На ходу Лил начал расстегивать мою шелковую кофточку. Задолго до этого он убедил меня отказаться от лифчика. Он справился с четвертой пуговицей и мягко потянул за отвороты, обнажая мои груди, под свет уличных фонарей и проезжающих автомобилей, на всеобщее обозрение.
— Изумительно, — восхитился Лил. — В самом деле изумительно.
Я попыталась было застегнуть пуговицы, но он остановил меня.
— Не надо, — попросил Лил. — Мы едем слишком быстро, чтобы кто-нибудь мог разглядеть тебя.

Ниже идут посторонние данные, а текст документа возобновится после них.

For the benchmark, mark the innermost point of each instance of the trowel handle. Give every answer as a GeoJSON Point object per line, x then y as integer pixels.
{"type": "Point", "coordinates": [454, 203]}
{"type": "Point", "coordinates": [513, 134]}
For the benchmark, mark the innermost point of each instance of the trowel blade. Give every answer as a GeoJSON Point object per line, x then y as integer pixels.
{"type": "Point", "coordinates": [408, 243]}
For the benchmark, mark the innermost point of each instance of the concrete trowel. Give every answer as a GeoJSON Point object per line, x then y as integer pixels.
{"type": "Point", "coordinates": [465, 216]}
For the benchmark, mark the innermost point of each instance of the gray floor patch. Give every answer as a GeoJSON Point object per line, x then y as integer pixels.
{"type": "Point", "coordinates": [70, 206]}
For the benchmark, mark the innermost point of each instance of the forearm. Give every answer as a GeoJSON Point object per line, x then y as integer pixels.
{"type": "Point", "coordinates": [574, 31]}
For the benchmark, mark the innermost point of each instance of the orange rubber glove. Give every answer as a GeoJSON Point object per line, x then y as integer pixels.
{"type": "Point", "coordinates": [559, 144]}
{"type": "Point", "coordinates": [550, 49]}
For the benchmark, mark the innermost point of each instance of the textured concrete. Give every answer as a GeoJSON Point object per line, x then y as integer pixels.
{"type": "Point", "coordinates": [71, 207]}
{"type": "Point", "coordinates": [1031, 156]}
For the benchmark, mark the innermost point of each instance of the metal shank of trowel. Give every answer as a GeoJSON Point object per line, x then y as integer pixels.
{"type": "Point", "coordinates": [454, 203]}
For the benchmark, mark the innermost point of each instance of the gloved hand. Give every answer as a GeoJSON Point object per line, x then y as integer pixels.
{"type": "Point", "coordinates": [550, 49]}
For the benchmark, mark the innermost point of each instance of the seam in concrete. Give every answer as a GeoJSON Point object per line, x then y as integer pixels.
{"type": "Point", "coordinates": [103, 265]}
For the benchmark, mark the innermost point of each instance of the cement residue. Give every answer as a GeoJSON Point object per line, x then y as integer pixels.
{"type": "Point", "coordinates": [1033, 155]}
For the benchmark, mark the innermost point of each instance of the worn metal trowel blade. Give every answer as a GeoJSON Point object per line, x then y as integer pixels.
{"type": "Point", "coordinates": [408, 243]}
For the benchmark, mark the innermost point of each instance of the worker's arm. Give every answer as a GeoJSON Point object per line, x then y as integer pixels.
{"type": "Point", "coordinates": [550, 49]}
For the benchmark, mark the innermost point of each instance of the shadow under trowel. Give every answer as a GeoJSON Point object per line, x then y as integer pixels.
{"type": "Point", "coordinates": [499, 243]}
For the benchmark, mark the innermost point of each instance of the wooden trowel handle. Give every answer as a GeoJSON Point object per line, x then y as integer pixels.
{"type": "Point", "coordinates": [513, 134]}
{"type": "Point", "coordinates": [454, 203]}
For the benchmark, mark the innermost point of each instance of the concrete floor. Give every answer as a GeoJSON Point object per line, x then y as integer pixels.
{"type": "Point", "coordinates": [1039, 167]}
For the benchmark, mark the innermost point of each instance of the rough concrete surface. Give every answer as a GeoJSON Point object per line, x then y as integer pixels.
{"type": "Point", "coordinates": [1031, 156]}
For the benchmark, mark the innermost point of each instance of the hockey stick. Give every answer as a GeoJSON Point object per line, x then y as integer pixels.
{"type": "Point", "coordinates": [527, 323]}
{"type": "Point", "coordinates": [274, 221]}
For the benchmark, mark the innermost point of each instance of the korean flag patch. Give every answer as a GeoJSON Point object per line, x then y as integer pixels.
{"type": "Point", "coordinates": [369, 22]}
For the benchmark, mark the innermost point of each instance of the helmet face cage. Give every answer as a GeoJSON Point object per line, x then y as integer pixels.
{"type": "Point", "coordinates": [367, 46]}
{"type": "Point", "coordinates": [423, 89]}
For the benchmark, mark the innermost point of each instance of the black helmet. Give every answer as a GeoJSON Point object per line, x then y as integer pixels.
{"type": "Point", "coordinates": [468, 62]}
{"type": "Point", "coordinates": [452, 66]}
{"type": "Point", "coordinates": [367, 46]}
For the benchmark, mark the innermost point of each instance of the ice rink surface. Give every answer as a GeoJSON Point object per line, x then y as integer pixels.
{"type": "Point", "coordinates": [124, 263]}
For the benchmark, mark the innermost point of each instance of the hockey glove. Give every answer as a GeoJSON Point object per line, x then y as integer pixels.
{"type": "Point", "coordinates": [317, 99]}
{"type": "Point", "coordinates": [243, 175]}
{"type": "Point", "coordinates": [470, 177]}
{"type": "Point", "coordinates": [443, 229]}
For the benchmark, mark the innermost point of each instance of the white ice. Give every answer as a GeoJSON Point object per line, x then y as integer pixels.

Я послушалась, а он погладил мои груди, не обращая внимания на другие машины.
Со временем у меня появилось ощущение, которое всерьез обеспокоило меня. Мне казалось, будто меня окружают лишь сексуально озабоченные мужчины. Я стала работать хуже Мюрюэль, которая хотя бы не витала в облаках на рабочем месте. Кроме того, я похудела, но никогда не чувствовала себя голодной.
Когда мы с Лилом отправлялись куда-нибудь поужинать, то иногда съедали что-нибудь, а иногда и крошки не брали в рот. Обычно он наряжал меня сам. Однажды Лил сделал мне блузку из большой шифоновой шали.
— Я не смогу ее носить! — воскликнула я, хотя в душе мне нравилось, как я в ней выгляжу. Сквозь тонкую материю просвечивали соски, хотя не очень явно.
— Ты вполне сможешь ее носить, — успокоил Лил. — В конце концов, набрось сверху жакет.
Я так и сделала, но в ресторане, куда мы зашли поужинать, мне пришлось его снять, потому что мы устроили игру в «Цыпленка и ястреба», где ведущий придумывал фант для партнера, какое-нибудь дурацкое задание. Если второй игрок выполнял его, то право хода переходило к нему. Так продолжалось, пока один из участников не отказывался выполнить задание и не превращался в «цыпленка», тогда как ведущий становился «ястребом». «Цыпленок» должен был выполнить любое желание «ястреба» — пусть даже не мгновенно, — которое могло быть трудным или опасным. Таковы правила, и не стоит включаться в игру, если не собираешься их выполнять.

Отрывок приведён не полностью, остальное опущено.